Phantom studies now suggest the possibility of detecting the destructive phase addition from the spatially incoherent, yet temporally synchronized, displacements caused by the Lorentz force experienced during electrical conduction within a strong magnetic field (Bellgowan et al., 2003).
Another approach has employed heavy diffusion weighting to remove the vascular signal and sensitize the minute and incoherent displacement in order to detect fast dynamic signal changes synchronized to a task (Li and Song, 2003). These authors observed fast functional signal changes consequent to the task activation by using a heavy diffusion-weighting protocol which possessed a different time course from the corresponding BOLD response and suggested an alternative origin different from the common BOLD signal sources. Li and Song concluded that the characteristics of the signal change suggested that it may be more directly linked to the neuronal activity temporally and spatially than the BOLD response. Song has recently expanded this approach to include the mapping of the diffusion tensor to detect synchronized fMRI signal changes during brain activation (Song et al., 2003).
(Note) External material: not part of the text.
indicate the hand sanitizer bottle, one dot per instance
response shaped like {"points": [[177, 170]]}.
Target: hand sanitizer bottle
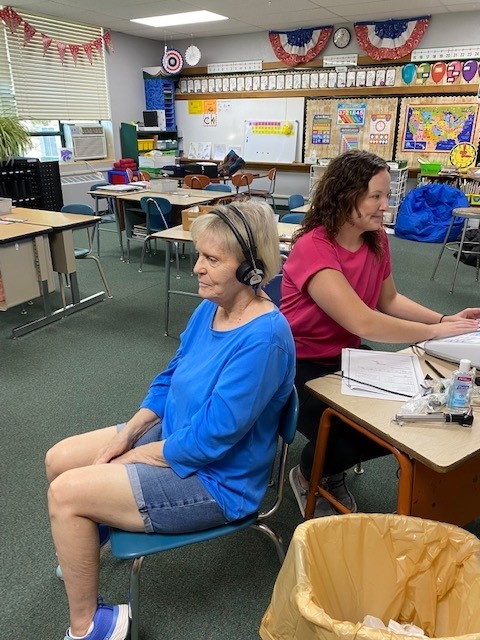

Using fast-DWI, Le Bihan and colleagues observed changes in the apparent diffusion coefficient of water in the human brain visual cortex during activation by a flickering checkerboard task activation paradigm (Darquie et al., 2001). The ADC decrease was less than 1% but significant and reproducible, and closely followed the time course of the activation paradigm. The observed ADC findings were as cribed to a transient swelling of cortical cells that occurred with neural activation (Darquie et al., 2001).
These preliminary results from a variety of new imaging techniques suggest a new approach to the production of images of brain activation, with MRI from signals directly associated with neuronal activation rather than through changes in local blood flow. More importantly, the methods may in the near future provide noninvasive maps of the neural activation pathways in the central nervous system.